War and rumors of war: Crisis, democracy and public opinion in Britain, 1935--1945

Posted on:2001-12-16Degree:Ph.DType:Dissertation
University:University of PittsburghCandidate:Hagerty, Bernard GFull Text:PDF
GTID:1466390014958001Subject:History
Abstract/Summary:
This dissertation examines the content and nature of public opinion in Britain during a ten-year period of international crisis and war. It demonstrates that public opinion, as a phenomenon, underwent a radical transformation during that period, consisting in a massive increase in the number of people who commonly interested themselves in public affairs, a consequent expansion of the public sphere, and a change in the dominant model, or schema, of public opinion.

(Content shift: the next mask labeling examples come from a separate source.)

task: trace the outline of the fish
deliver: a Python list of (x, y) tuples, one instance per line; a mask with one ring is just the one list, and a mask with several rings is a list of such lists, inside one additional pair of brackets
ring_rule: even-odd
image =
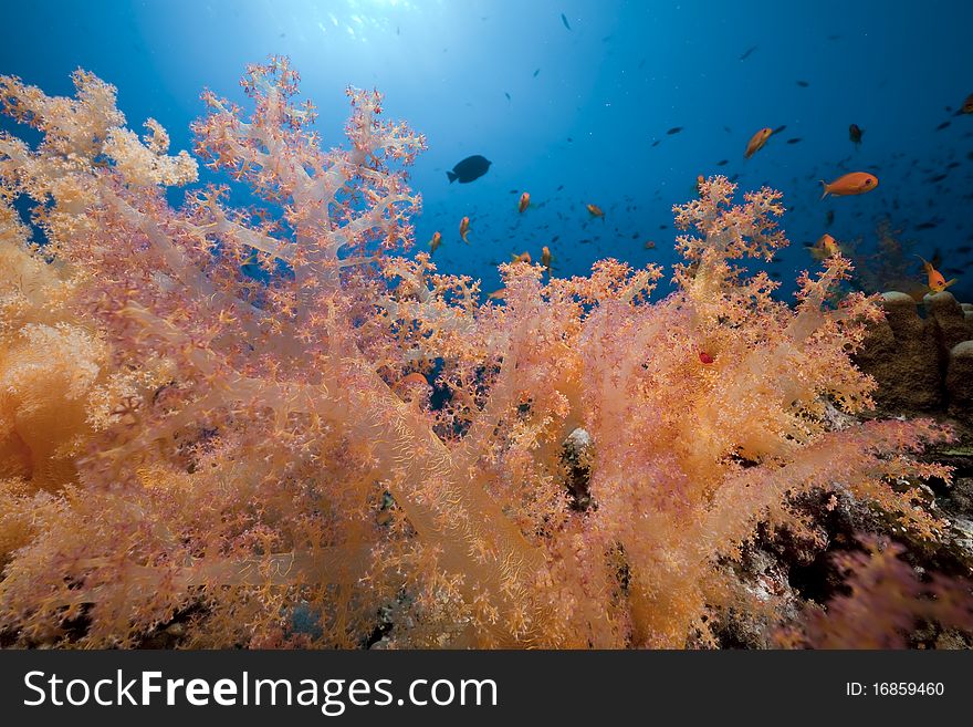
[(841, 247), (830, 235), (825, 232), (818, 238), (818, 241), (812, 246), (808, 246), (807, 251), (810, 252), (810, 257), (815, 260), (825, 260), (826, 258), (833, 258), (836, 255), (841, 255)]
[(473, 156), (468, 156), (465, 159), (457, 164), (450, 172), (446, 173), (446, 176), (449, 177), (450, 184), (457, 179), (459, 179), (461, 185), (468, 184), (486, 174), (491, 164), (492, 163), (485, 157), (475, 154)]
[(953, 283), (956, 282), (955, 278), (946, 281), (946, 279), (943, 278), (942, 273), (932, 267), (931, 262), (929, 262), (928, 260), (924, 260), (922, 257), (920, 257), (918, 255), (916, 257), (919, 258), (920, 260), (922, 260), (922, 269), (925, 271), (925, 276), (927, 276), (927, 280), (928, 280), (927, 284), (929, 285), (929, 290), (932, 291), (933, 293), (941, 293), (946, 288), (949, 288), (950, 285), (952, 285)]
[(746, 143), (746, 150), (743, 153), (743, 158), (749, 159), (754, 154), (760, 152), (764, 144), (767, 143), (767, 139), (771, 138), (771, 134), (774, 133), (770, 126), (765, 126), (760, 129), (756, 134), (750, 137), (750, 142)]
[(822, 199), (824, 199), (828, 195), (834, 195), (835, 197), (864, 195), (878, 187), (878, 177), (868, 174), (867, 172), (851, 172), (838, 177), (830, 184), (826, 183), (824, 179), (822, 179), (820, 183), (824, 187), (824, 191), (822, 193)]

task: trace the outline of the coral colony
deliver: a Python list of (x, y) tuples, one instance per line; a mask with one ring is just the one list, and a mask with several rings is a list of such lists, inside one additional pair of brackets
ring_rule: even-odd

It demonstrates also that, contrary to the view of most historians, significant change in Britain's political culture began well before World War Two.;In 1935, the effective individual expression of opinion on most policy issues was still limited primarily to members of the educated middle class. Under this "Bagehot/Bryce model" the role of the working classes was limited to symbolic affirmation of the governing system, and occasional collective intrusion into the public sphere. A series of international crises during the late 1930s, however, including the Hoare-Laval Pact and the Munich crisis, made politics more salient for everyone, and the war itself both accelerated that process, and made the government of Great Britain more disposed, for morale reasons, to listen to the opinions of ordinary people. The transformation of opinion was aided by technological and societal changes, including universal elementary education; universal adult suffrage; the rise of new mass media, that is radio and cinema, which increased access to political information and provided alternative models of reality; and by the importation from America of quantitative opinion surveys.;By 1945, the majority of people of all classes in Britain had become able to form and express opinion on matters of public policy. One result of this change was the replacement of the restrictive Bagehot/Bryce model of how public opinion should work by the more open and inclusive "naive-democratic model." Another result was the generation, through interaction between citizens and policymakers, of the demand for postwar reform which would lead to Labour's victory in the 1945 election and the creation of Europe's first large welfare state.